In the lead up to the vote at University of Wisconsin Madison, Dave VanNess in an open letter to his colleagues, observed that
many of us are afraid that expressing ... lack of confidence could bring harm to the university. State legislators have already publicly threatened us with further cuts and reforms after simply announcing the upcoming vote. [And yet.] If nearly all of us conclude that our leadership is failing, but we allow fear of reprisal to suppress our expression of that finding, then haven’t we already lost our academic freedom? If fear of the Board of Regents, the Legislature and the Governor stops us from exercising our responsibility in governance, then I am afraid we really have lost. What’s next? Will we allow fear to change what we teach or research or say in public?
Continuation of a corporate style of governance, in which front-line workers are reduced and ignored while management is given princely rewards, is not a solution. Reflecting on the situation at Ithaca College, Maura Stephens suggests reconfiguring the Board of Trustees, changing it from one in which the majority of current trustees have ties to corporate industry, and are appointed to the board by obscure methods. A board that was predominantly composed of elected figures from educational, religious, social service, and nonprofit backgrounds might have very different ideas about the direction of the university. An administrative pay scale that was linked to the pay of all employees and capped at a reasonable multiple of the lowest paid employees might encourage raising the pay of the lowest paid employees, as well as encouraging the hiring of administrators more interested in serving the public good of education.

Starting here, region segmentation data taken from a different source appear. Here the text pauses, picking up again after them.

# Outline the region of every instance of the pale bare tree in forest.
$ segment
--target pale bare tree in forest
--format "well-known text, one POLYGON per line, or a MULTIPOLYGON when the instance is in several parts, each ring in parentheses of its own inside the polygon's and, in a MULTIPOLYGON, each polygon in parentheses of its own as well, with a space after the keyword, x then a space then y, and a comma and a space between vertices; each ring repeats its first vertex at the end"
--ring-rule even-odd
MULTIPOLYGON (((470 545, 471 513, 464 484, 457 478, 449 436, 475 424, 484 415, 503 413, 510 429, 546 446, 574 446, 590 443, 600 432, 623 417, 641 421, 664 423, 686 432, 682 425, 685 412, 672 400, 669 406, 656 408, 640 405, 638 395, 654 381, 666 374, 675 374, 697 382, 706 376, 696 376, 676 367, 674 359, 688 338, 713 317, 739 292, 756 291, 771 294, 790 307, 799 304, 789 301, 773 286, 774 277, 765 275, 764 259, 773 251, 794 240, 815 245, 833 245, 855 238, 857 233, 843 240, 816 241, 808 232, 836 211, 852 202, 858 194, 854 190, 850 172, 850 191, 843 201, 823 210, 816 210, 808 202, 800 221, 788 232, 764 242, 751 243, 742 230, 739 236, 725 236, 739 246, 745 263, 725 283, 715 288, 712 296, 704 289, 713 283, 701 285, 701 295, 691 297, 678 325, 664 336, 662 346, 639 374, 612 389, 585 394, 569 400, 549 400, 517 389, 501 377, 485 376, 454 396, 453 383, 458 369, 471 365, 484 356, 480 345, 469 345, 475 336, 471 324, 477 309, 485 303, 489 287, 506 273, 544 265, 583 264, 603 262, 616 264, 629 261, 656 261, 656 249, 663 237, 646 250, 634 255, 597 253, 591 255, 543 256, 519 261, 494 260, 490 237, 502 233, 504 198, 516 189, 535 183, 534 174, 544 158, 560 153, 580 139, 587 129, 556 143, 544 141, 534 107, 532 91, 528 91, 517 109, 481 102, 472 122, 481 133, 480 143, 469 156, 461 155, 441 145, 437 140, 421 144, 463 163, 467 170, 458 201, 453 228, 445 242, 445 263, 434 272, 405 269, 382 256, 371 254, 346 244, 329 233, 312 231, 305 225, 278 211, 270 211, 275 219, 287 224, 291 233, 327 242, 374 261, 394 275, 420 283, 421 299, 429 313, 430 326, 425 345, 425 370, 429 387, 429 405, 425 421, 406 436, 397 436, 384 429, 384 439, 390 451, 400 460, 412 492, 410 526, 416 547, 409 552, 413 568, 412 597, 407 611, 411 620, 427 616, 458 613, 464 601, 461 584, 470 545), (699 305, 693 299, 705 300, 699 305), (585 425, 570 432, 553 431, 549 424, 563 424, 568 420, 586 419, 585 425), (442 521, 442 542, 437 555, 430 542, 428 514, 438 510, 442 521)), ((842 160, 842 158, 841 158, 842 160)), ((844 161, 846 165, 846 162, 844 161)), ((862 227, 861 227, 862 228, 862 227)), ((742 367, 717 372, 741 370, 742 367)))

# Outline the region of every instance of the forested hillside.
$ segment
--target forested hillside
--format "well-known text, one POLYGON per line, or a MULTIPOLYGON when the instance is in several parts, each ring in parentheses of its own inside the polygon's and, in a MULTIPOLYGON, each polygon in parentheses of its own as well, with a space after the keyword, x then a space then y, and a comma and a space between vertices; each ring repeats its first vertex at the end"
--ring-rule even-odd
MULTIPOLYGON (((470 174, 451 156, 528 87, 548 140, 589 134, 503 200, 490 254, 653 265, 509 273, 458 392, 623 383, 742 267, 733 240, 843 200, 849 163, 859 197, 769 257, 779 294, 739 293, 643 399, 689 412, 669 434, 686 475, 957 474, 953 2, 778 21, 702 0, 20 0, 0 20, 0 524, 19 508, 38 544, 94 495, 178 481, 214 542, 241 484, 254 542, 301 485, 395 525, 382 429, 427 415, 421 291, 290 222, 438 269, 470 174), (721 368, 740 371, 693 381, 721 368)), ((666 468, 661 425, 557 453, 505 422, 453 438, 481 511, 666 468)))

Those sorts of changes require a broader vision that is not yet on offer, and ultimately require changes beyond higher education alone.
In a reflection after the Wisconsin Madison vote, another faculty blogger observed
Like many of my colleagues, I have had no confidence in the current regime for over a year . . . But we are used to the slow process of shared governance. So we have been patient, assessing the situation, trying to actively participate in improving it: waiting it out. . . .
The terrible math of austerity is accompanied by a moral language that . . . elevates supposed fiscal values like the much-vaunted “flexibility” over non-market based, educational calculations. . . .
By voting no confidence, faculty lift up an alternative moral language to the one imposed by fiscal austerity....
Over the long course of the past year and a half, we have seen countless examples of democracy in action, in defense of the UW system and of public education in our state.
By voting no confidence, we side with the students, who know that austerity limits their futures.
A vote of no confidence is a vote for a democratic future.... It is at once a small, symbolic act and the beginning of a sea change: a hope for unity and vision against the regime of cynicism and cruelty.